Uma vez verificada a capacidade de pagamento 

dos devedores inscritos, os créditos inscritos em dívida ativa da União serão classificados em ordem decrescente de recuperabilidade (os descontos serão oferecidos somente aos créditos considerados irrecuperáveis ou de difícil recuperação pela Procuradoria-Geral da Fazenda Nacional).
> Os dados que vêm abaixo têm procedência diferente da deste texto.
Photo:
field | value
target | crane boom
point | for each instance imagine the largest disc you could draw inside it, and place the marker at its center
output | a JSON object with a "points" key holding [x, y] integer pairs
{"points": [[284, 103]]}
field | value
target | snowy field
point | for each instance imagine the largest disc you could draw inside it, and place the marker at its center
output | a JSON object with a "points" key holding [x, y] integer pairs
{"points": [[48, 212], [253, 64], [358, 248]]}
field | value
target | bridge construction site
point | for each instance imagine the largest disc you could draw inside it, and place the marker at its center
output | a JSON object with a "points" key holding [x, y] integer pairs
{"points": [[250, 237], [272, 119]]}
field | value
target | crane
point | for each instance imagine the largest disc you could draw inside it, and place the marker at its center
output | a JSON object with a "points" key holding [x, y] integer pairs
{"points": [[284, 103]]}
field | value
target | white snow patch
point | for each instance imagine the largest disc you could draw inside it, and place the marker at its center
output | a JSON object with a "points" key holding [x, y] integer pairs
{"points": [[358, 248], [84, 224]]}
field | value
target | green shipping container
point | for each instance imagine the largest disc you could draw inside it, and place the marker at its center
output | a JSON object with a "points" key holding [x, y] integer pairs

São passíveis de transação excepcional as dívidas ativas federais, mesmo que em fase de execução, cujo valor atualizado seja igual ou inferior a 
R$ 150.000.000,00. Dívidas de valor superior deverão ser objeto de proposta individual.

São modalidades de transação excepcional na cobrança da dívida ativa da União:

A) Empresários individuais, microempresas, empresas de pequeno porte, instituições de ensino, Santas Casas de Misericórdia e sociedades cooperativas, inclusive créditos do Regime Especial Unificado de Arrecadação de Tributos e Contribuições (Simples Nacional), desde que os créditos sejam considerados irrecuperáveis ou de difícil recuperação:

Entrada 0,334% do valor consolidado dos créditos transacionados, durante 12 meses

Valor residual 

Redução de 100% dos juros, multa e encargos e parcelas mensais determinadas pelo maior valor entre 1% da receita bruta do mês imediatamente anterior e o valor correspondente à divisão do valor consolidado pela quantidade de prestações solicitadas

a) Reduções limitadas a 70% de cada crédito objeto da negociação, em até 36 parcelas

b) Reduções limitadas a 60% de cada crédito objeto da negociação, em até 60 parcelas

c) Reduções limitadas a 50% de cada crédito objeto da negociação, em até 84 parcelas

d) Reduções limitadas a 40% de cada crédito objeto da negociação, em até 108 parcelas

e) Reduções limitadas a 30% de cada crédito objeto da negociação, em até 133 parcelas

B) Demais pessoas jurídicas com créditos irrecuperáveis ou de difícil recuperação:
Ressalta-se que, em se tratando de contribuições previdenciárias, o prazo de parcelamento, após o pagamento da entrada, será de até 48 prestações.

Entrada
0,334% do valor consolidado dos créditos transacionados, durante 12 meses

Valor residual

Redução de 100% dos juros, multa e encargos e parcelas mensais determinadas pelo maior valor entre 1% da receita bruta do mês imediatamente anterior e o valor correspondente à divisão do valor consolidado pela quantidade de prestações solicitadas

a) Reduções limitadas a 50% de cada crédito objeto da negociação, em até 36 parcelas

b) Reduções limitadas a 45% de cada crédito objeto da negociação, em até 48 parcelas

c) Reduções limitadas a 40% de cada crédito objeto da negociação, em até 60 parcelas

d) Reduções limitadas a 35% de cada crédito objeto da negociação, em até 60 parcelas

Por fim, outro tipo de transação mencionado pelo João Grognet é o da dívida ativa de pequeno valor (transação do contencioso). Nessa modalidade, objeto do Edital nº 16/20, estão abrangidos os débitos de natureza tributária, inscritos em dívida ativa há mais de 01 ano e cujo valor consolidado seja igual ou inferior a 60 salários-mínimos (sendo vedada a inclusão de débitos junto ao FGTS e de multas criminais).

Essa modalidade de transação permite que a entrada, referente a 5% do valor total das inscrições selecionadas, sem descontos, seja parcelada em até cinco meses. Sendo o pagamento do saldo restante parcelado em (i) até sete meses, com descontos de 50% sobre o valor total; (ii) até 36 meses, com descontos de 40% sobre o valor total; ou ainda (iii) até 55 meses, com descontos de 30% sobre o valor total.